心と体と脳をはぐくむハープのお話 vol.6➖令和時代には 楽器演奏を始めましょう

 05/10/2019

令和おめでとうございます。

新しい元号の令和は古典「万葉集」から引用され、「春の訪れを告げ、見事に咲き誇る梅の花のように一人ひとりが明日への希望とともに、それぞれの花を大きく咲かせることができる」「日本の四季折々の文化と自然を、これからの世代にも引き継いでいきたい」との思いの元で付けられた、とある記事で読みました。

 

新時代の幕開けで心機一転、新しい目標を立てて物事にチャレンジしようと思ってらっしゃる方も多いと思います。何か新しい趣味を始めたい、子どもにも何か習わせたいけれど、何がいいかしら…と迷っている場合は是非、器を習うことをオススメします。

 

私達は好きな音楽を聴くだけで感動したり、癒されたり、楽しくなったり、ストレス解消もします。それを実際に自身が奏でると更なる効果があるのは周知の通りです。楽器を演奏すると脳は自然とハイレベルな活動をしていて活性化されています。音のピッチや長さや音色を聴き分け処理する聴覚野。視覚野は楽譜の音符の正しいリズムや高さを瞬時に認識し、そして正しいポジションに指を置く、さらにオーケストラだとしたら指揮者や周りにも目を配らせなければなりません。

 

身体を動かす運動野。鍵盤や弦などを弾いたり、ペダルを踏んだり、正しい姿勢を保って演奏したり、多大な運動エネルギーを使っています。

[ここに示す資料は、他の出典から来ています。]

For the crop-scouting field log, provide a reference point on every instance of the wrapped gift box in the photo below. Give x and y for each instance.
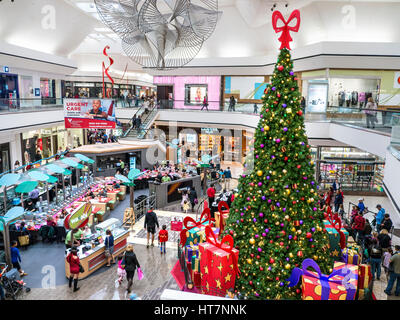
(351, 256)
(217, 267)
(195, 264)
(364, 276)
(225, 215)
(190, 251)
(196, 279)
(334, 240)
(341, 284)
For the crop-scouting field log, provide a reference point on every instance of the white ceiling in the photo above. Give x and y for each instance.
(244, 29)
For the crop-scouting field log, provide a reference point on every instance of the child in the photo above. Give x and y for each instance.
(16, 258)
(386, 261)
(121, 271)
(186, 206)
(163, 238)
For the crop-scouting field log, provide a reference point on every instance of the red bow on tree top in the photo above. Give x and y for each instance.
(285, 38)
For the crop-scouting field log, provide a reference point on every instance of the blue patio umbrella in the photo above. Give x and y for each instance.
(83, 158)
(7, 180)
(38, 176)
(122, 178)
(70, 162)
(55, 168)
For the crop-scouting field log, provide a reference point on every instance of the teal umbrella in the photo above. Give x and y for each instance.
(7, 180)
(70, 162)
(84, 158)
(52, 179)
(38, 176)
(26, 186)
(122, 178)
(55, 168)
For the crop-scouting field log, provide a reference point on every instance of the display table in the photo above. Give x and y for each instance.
(95, 258)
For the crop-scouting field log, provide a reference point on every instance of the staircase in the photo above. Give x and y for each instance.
(147, 120)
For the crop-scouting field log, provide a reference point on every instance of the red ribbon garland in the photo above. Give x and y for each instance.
(189, 223)
(222, 204)
(105, 70)
(285, 38)
(336, 223)
(212, 239)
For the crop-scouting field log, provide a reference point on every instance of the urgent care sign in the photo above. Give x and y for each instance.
(89, 114)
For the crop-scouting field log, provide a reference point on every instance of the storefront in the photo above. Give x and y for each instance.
(8, 90)
(188, 92)
(48, 90)
(343, 91)
(49, 141)
(356, 170)
(5, 163)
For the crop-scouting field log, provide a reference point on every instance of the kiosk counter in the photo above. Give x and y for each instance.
(92, 252)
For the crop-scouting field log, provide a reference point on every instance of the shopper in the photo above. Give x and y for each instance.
(228, 177)
(211, 195)
(384, 240)
(370, 112)
(379, 217)
(109, 247)
(358, 227)
(205, 103)
(386, 262)
(74, 268)
(150, 223)
(375, 253)
(130, 264)
(338, 200)
(387, 223)
(163, 238)
(16, 258)
(255, 110)
(121, 271)
(189, 287)
(361, 206)
(395, 273)
(193, 197)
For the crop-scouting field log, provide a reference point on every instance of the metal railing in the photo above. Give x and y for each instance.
(145, 205)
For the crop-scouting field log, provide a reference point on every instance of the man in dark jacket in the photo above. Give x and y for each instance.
(150, 223)
(131, 263)
(338, 200)
(387, 223)
(192, 197)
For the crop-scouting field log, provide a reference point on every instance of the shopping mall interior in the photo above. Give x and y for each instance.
(200, 150)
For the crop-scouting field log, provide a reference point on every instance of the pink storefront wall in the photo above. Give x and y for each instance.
(179, 82)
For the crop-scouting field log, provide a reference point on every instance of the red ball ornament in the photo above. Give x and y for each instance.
(300, 253)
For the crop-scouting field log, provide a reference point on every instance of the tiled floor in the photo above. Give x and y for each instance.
(102, 286)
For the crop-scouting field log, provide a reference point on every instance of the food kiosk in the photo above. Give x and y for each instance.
(91, 252)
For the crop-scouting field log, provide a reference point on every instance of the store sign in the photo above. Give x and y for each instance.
(396, 80)
(89, 114)
(80, 217)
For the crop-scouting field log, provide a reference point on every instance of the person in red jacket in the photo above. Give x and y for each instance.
(211, 195)
(163, 238)
(358, 226)
(74, 263)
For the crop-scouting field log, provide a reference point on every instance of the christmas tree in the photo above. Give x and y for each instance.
(274, 218)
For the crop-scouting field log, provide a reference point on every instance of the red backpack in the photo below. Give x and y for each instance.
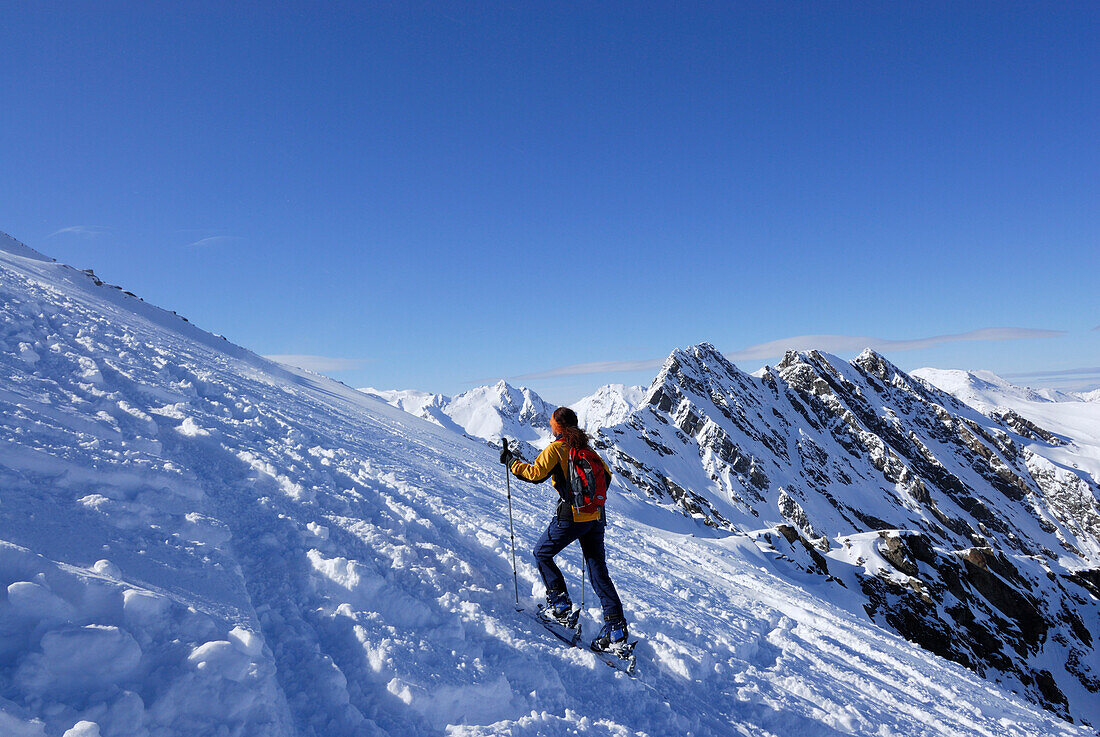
(587, 480)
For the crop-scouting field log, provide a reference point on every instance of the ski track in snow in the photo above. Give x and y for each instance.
(197, 541)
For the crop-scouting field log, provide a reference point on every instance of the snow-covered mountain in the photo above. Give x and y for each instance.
(835, 449)
(608, 405)
(490, 413)
(502, 410)
(195, 540)
(1063, 427)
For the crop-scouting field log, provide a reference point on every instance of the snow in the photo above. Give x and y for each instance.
(608, 405)
(197, 541)
(1076, 418)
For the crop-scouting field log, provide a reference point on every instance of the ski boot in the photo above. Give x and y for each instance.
(612, 638)
(559, 608)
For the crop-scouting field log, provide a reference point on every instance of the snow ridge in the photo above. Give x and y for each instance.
(195, 540)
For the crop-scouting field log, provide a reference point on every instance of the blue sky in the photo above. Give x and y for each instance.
(433, 195)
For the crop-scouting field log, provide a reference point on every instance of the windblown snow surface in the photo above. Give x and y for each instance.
(1074, 418)
(197, 541)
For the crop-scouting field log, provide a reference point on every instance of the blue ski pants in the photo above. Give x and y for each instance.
(560, 534)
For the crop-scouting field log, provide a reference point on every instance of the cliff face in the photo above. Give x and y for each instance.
(986, 546)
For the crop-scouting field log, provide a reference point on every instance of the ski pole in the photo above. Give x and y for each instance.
(512, 529)
(583, 562)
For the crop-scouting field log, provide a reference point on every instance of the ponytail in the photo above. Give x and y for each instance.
(571, 433)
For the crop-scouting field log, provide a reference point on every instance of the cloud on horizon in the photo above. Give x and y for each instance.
(318, 364)
(212, 240)
(1064, 372)
(827, 343)
(88, 231)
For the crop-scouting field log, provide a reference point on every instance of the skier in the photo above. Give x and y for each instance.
(569, 525)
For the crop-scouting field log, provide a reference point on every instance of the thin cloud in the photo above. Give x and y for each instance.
(212, 240)
(86, 231)
(318, 364)
(829, 343)
(1064, 372)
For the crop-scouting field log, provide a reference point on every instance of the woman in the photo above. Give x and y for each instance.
(569, 525)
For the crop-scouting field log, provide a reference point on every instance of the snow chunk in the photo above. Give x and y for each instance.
(107, 568)
(221, 659)
(83, 729)
(191, 429)
(248, 641)
(79, 659)
(31, 600)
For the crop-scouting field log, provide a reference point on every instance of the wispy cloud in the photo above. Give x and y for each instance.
(86, 231)
(1066, 380)
(211, 241)
(319, 364)
(1064, 372)
(829, 343)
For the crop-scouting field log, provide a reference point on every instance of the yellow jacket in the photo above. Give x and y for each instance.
(552, 463)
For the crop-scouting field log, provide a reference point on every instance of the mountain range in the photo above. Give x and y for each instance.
(195, 540)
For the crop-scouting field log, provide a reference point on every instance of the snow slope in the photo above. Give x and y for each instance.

また記憶を司る海馬や感情を司る扁桃体。ただ弾くだけでなく感情を込めて演奏したり、どのような時代背景や環境で作られたか、なども考慮するので演奏スキルの他に音楽以外の知識や情操も育まれます。

 

幼児期の楽器演奏が良いのは定説ですが、年齢やまた障害の有無に限らず誰でも楽器を演奏することは私達の人生を豊かにさせることに繋がって

いるのです。誰でも初めは初心者で、楽譜を読んだり、音楽的な内容を深く理解できたりはしません。ですが、それを不安に思って、楽器演奏から遠ざかるのはもったいないことです。なぜなら人間は産まれながらにして、音楽を楽しめる能力が備わっており、楽器を演奏するのはごく自然なことだからです。そこから努力を怠らず、音楽を自分のものにして行けば、それはお金では買えない一生の宝物になるでしょう。

 

 

 

ブレイクニーちえ

兵庫県芦屋市生まれ、大阪市に育つ。2歳からピアノを習い、15歳でハープに転向。相愛大学音楽学部ハープ科卒業。大学卒業後はアメリカ東部に渡り、世界500強企業のITリサーチマネージメントを勤める。ハワイ移住後は、プロの日本人ハープ奏者の先駆者としてレッスン、演奏会、ハープ普及に勤しんでいる。皇室ご一家でも使用された、創業1897年の日本唯一のハープメーカー“青山ハープ”のハワイ社を設立し、指導や演奏活動行っている。またハワイ大学医学部でハープの特別講義も行う。